Pediatric Considerations
  • Neonatal epiphysiolysis:
    • If recognized initially, use skin traction to restore alignment.
    • If recognized after callus formation is visible radiographically, use simple immobilization.
    • Open surgical reduction is not advised because these injuries in newborns tend to remodel if the physis does not close prematurely.
    • Close observation is necessary; a low incidence of osteonecrosis is noted.
The outcome is determined by the degree of damage to the blood supply.
  • Complications occur in as many as 60% of patients.
  • Most complications of pediatric hip fractures are influenced by the changing blood supply of the proximal femoral epiphysis.
  • AVN (osteonecrosis):
    • Most common, most devastating complication
    • May affect epiphysis, both epiphysis and metaphysis, or metaphysis alone
    • Develops in 42% of hip fractures in children within 9-12 months after injury:
      • Type I, nearly 100%
      • Type II, 52%
      • Type III, 27%
      • Type IV, 14%
    • Initial displacement of the fracture, fracture types I and II, and age (>10 years) are associated with increased risk.
    • Treatment:
      • Motion and containment are maintained.
      • Osteotomies to rotate the less-deformed or less-involved portion into the weightbearing region may improve congruity and symptoms.
    • Ratliff classification of osteonecrosis in children, with current commentary:
      • Type I: Total involvement and collapse of the femoral head; worst prognosis; most common injury; injury to all lateral epiphyseal vessels
      • Type II: Involvement of a portion of the epiphysis accompanied by minimal collapse of the femoral head; localized injury to the anterolateral femoral head
      • Type III: Increased sclerosis of the femoral neck from the fracture line to the physis, but sparing of the femoral head; injury to the metaphyseal vessels
  • Nonunion:
    • Occurs in 5-8% of fractures (similar to the risk in adults).
    • Closed treatment of types II and III is associated with an increased incidence of coxa vara and nonunion.
    • Internal fixation after acceptable reduction decreases the incidence of nonunion because it does not allow varus angulation or late displacement.
  • Coxa vara:
    • Secondary to growth-arrest of the proximal femoral physis or to malunion
    • If the neck shaft angle is <110°, it will not correct with remodeling.
    • Subtrochanteric valgus osteotomy, bone grafting, and internal fixation can give excellent long-term results if no osteonecrosis is present.
  • Premature closure of the physis:
    • A slight leg-length inequality results.

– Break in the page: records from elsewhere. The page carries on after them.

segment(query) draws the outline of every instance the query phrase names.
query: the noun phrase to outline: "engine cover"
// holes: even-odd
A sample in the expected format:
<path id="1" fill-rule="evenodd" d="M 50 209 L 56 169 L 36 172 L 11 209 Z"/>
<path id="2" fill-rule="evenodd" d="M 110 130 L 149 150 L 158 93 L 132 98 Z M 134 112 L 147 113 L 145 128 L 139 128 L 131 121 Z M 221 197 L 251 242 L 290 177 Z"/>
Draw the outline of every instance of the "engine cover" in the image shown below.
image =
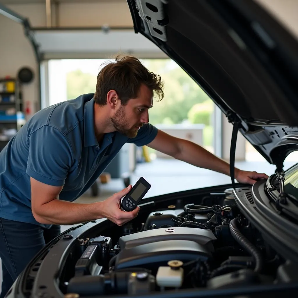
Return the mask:
<path id="1" fill-rule="evenodd" d="M 154 269 L 166 266 L 171 260 L 178 260 L 184 263 L 196 260 L 204 261 L 211 256 L 205 246 L 194 241 L 165 240 L 123 249 L 117 255 L 115 269 L 133 267 Z"/>
<path id="2" fill-rule="evenodd" d="M 216 237 L 211 230 L 194 228 L 163 228 L 126 235 L 119 239 L 121 250 L 138 245 L 167 240 L 189 240 L 201 244 L 214 251 L 212 240 Z"/>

    • It occurs even without internal fixation crossing the physis.
    • Closure often is related to osteonecrosis.
    • The proximal femoral physis contributes growth of only 3 mm per year (~15% of total length of extremity) but, if osteonecrosis and premature closure occur, a substantial limb-length discrepancy can develop.
    • Follow with yearly scanograms and hand and wrist radiographs for bone age, with plotting on Moseley charts; consider epiphysiodesis of contralateral limb if substantial limb-length inequality develops.
    • In rare cases, symptomatic trochanteric overgrowth in children >8 years old can require trochanteric transfer.
820.08 Pediatric hip fracture
Q: What is the most serious complication of femoral neck fracture in children?
A: AVN, which is an increased risk with greater displacement and with more proximal fracture.